The promising results have emerged from the first stage of a clinical trial that ran in Melbourne and Perth and included a group of chronic non-cancer pain patients who are long-term, high-dose users of opioid-based medications.
The median age of participants in the study was 58.
The trial participants took a daily dose of a cannabinoid medication, in addition to their regular medication, and after a two-week dosing period reported reduced levels of pain, stress, depression and anxiety while experiencing no serious adverse events.
Zelira Therapeutics, a global therapeutic medical cannabis company, ran the study in conjunction with St Vincent’s Hospital in Melbourne and Emerald Clinics in Perth.
Zelira’s Managing Director, Dr Richard Hopkins, said the results exceeded the company’s expectations.
“This is one of the first clinical trials to assess the safety of medicinal cannabis on patients whose pain is so debilitating that they need to take large doses of opioid medications to get through the day,” Dr Hopkins said.
“Not only did we found that our cannabinoid formulation is safe for them to use and did not result in any serious side effects, but we have also seen promising positive effects on their physical and mental wellbeing,” he said.
“We are now well placed to continue our efforts to develop cannabis medicines to help the thousands of Australians who are looking for a safer and better way to manage their chronic pain.”

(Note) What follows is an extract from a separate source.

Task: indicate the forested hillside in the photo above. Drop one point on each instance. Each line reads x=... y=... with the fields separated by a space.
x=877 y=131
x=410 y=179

Key facts and findings from the study were:
- Seven patients who used at least 60mgs of morphine or equivalent medication daily to treat chronic pain took part in the Phase 1 dose study. The median age of participants was 58 and patients also use a range of medications to treat a number of physical co-morbidities.
- Patients were given a single dose of Zelira’s cannabis formulation (ZTL-103) containing 5mg of total cannabinoids (2.5mg THC and 2.5mg CBD) on the first day, followed by two daily doses containing 5mg of total cannabinoids per dose for a further 6 days. Patients were gradually escalated to a maximum daily dose of 30 mg of cannabinoids. Results showed that treatment was safe and all doses were well tolerated by patients.
- Pain severity and pain interference were assessed through a patient questionnaire. Patients reported a significant improvement in pain interference scores, which measures how pain impacts a patient’s function and daily life. There was no significant change in pain severity scores.
- A patient questionnaire was also used to measure anxiety, stress and depression. Scores for each indication fell from severe/moderate to mild/normal during treatment.
Associate Professor Yvonne Bonomo, Principal Investigator for the study, and Director of Department of Addiction Medicine at St Vincent’s Hospital Melbourne said the trial showed that ZTL-103 was safe and well-tolerated in patients diagnosed with chronic pain who were also taking high oMEDD (oral morphine equivalent daily doses).
“This is encouraging given that treatment of chronic pain patients is often complicated by the number of different concurrent medications they can be taking to treat a range of underlying conditions,” said Assoc Prof Bonomo.
“We were also pleased to observe positive efficacy signals for patient-reported pain, stress, anxiety and depression following treatment, which are all measures that impact patient well-being.”
“Prescription opioids for treating chronic pain are linked to serious side effects including physical dependence, which is an acknowledged growing global crisis,” Dr Hopkins said.